Sur l’article 700 du code de procédure civile
Aux termes de l’article 700 du code de procédure civile, dans toutes les instances le juge condamne la partie tenue aux dépens ou qui perd son procès à payer à l’autre partie la somme qu’il détermine au titre des frais exposés et non compris dans les dépens. Le juge tient compte de l’équité ou de la situation économique de la partie condamnée.
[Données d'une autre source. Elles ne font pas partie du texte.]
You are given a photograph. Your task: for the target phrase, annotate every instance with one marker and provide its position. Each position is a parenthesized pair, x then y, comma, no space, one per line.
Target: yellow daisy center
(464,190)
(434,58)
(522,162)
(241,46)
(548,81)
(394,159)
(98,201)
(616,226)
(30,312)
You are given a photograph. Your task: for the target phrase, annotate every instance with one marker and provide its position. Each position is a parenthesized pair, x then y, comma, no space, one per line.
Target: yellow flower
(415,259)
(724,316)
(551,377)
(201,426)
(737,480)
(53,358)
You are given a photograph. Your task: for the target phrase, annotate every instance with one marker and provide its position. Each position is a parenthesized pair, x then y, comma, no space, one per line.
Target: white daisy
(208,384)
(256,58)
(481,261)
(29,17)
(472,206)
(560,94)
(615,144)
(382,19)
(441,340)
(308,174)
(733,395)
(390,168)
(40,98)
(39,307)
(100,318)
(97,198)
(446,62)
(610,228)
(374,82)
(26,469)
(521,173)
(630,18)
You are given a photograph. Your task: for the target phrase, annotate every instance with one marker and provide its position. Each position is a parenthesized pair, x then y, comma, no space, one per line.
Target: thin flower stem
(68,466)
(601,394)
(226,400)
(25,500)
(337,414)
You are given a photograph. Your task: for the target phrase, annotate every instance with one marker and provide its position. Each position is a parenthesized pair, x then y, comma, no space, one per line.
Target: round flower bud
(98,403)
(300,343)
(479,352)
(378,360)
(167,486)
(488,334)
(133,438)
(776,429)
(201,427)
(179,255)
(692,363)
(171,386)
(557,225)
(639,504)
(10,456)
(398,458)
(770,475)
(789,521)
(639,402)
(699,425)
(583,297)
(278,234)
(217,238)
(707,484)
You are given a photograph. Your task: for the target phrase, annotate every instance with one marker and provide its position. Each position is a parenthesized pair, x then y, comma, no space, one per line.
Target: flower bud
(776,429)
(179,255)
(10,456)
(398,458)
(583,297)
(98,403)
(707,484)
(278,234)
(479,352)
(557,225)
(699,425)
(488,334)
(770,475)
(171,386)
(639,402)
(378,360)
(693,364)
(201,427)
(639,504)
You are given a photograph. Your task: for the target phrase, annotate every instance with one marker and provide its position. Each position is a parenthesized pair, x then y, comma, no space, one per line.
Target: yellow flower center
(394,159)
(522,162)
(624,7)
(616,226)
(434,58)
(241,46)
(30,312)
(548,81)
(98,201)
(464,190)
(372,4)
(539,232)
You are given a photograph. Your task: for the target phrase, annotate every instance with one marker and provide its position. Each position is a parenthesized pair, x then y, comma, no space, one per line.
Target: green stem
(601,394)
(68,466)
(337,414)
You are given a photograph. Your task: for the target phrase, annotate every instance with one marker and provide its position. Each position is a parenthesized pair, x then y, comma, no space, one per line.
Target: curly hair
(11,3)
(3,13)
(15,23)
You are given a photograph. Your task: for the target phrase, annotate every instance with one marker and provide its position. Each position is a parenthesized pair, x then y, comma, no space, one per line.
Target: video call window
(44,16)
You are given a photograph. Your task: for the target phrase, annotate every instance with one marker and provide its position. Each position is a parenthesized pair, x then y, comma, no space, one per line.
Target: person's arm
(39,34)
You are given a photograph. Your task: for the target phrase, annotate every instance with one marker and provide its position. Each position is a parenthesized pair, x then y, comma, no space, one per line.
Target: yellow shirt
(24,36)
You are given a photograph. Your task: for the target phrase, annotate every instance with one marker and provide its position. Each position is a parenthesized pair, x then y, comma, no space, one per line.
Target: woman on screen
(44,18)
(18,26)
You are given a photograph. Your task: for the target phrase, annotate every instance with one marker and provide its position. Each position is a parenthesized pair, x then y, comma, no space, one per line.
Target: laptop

Il peut, même d’office, pour des raisons tirées des mêmes considérations, dire qu’il n’y a lieu à condamnation.
En l’espèce, condamnés aux dépens, Monsieur [D] [A] et Madame [I] [G] [T] verseront à l’association GROUPE SOS SOLIDARITES une somme qu’il est équitable de fixer à 360 euros sur le fondement de l’article 700 du code de procédure civile.
Sur l’exécution provisoire
Il est rappelé que l’exécution provisoire est de droit.
PAR CES MOTIFS
Le juge des contentieux de la protection, statuant publiquement, par jugement réputé contradictoire et en premier ressort, mis à disposition au greffe de la juridiction ;
DÉCLARE RECEVABLE l’action engagée et tendant à la constatation de l’acquisition de la clause résolutoire insérée dans les conventions du 25 février 2022 et du 6 mars 2025 liant les parties ;
CONSTATE à compter du 26 juillet 2025 l’acquisition de plein droit de la clause résolutoire insérée dans les conventions du 25 février 2022 et du 6 mars 2025 liant les parties et DIT que Madame [I] [G] [T] et Monsieur [D] [A] devront quitter les lieux loués sis [Adresse 5] et les rendre libres de toute occupation en satisfaisant aux obligations des locataires sortants, notamment par la remise des clefs ;
ORDONNE l’expulsion, à défaut de départ volontaire, de Madame [I] [G] [T] et Monsieur [D] [A] ainsi que celle de tous occupants de leur chef et ce au besoin avec le concours de la force publique à l’expiration d’un délai de deux mois suivant la signification d’un commandement de libérer les lieux ;
CONDAMNE Madame [I] [G] [T] et Monsieur [D] [A] à payer à l’association GROUPE SOS SOLIDARITES la somme de 7 095,94 euros correspondant à la dette locative, mois de février 2026 inclus ;
FIXE le montant de l’indemnité d’occupation au montant du loyer et des charges qui auraient été dues en cas de non résiliation du bail soit la somme de 691,97 euros ;
CONDAMNE Madame [I] [G] [T] et Monsieur [D] [A] à payer à l’association GROUPE SOS SOLIDARITES, à compter du 1er mars 2026, l’indemnité mensuelle d’occupation, jusqu’à la date de libération effective des lieux ;
CONDAMNE Madame [I] [G] [T] et Monsieur [D] [A] à payer à l’association GROUPE SOS SOLIDARITES la somme de 360 euros au titre de l’article 700 du Code de procédure civile ;
CONDAMNE Madame [I] [G] [T] et Monsieur [D] [A] aux dépens qui comprendront notamment le coût de l’assignation ;
RAPPELLE que l’exécution provisoire est de droit ;
DÉBOUTE les parties de leurs demandes plus amples ou contraires.
Fait à [Localité 5], le 27 avril 2026.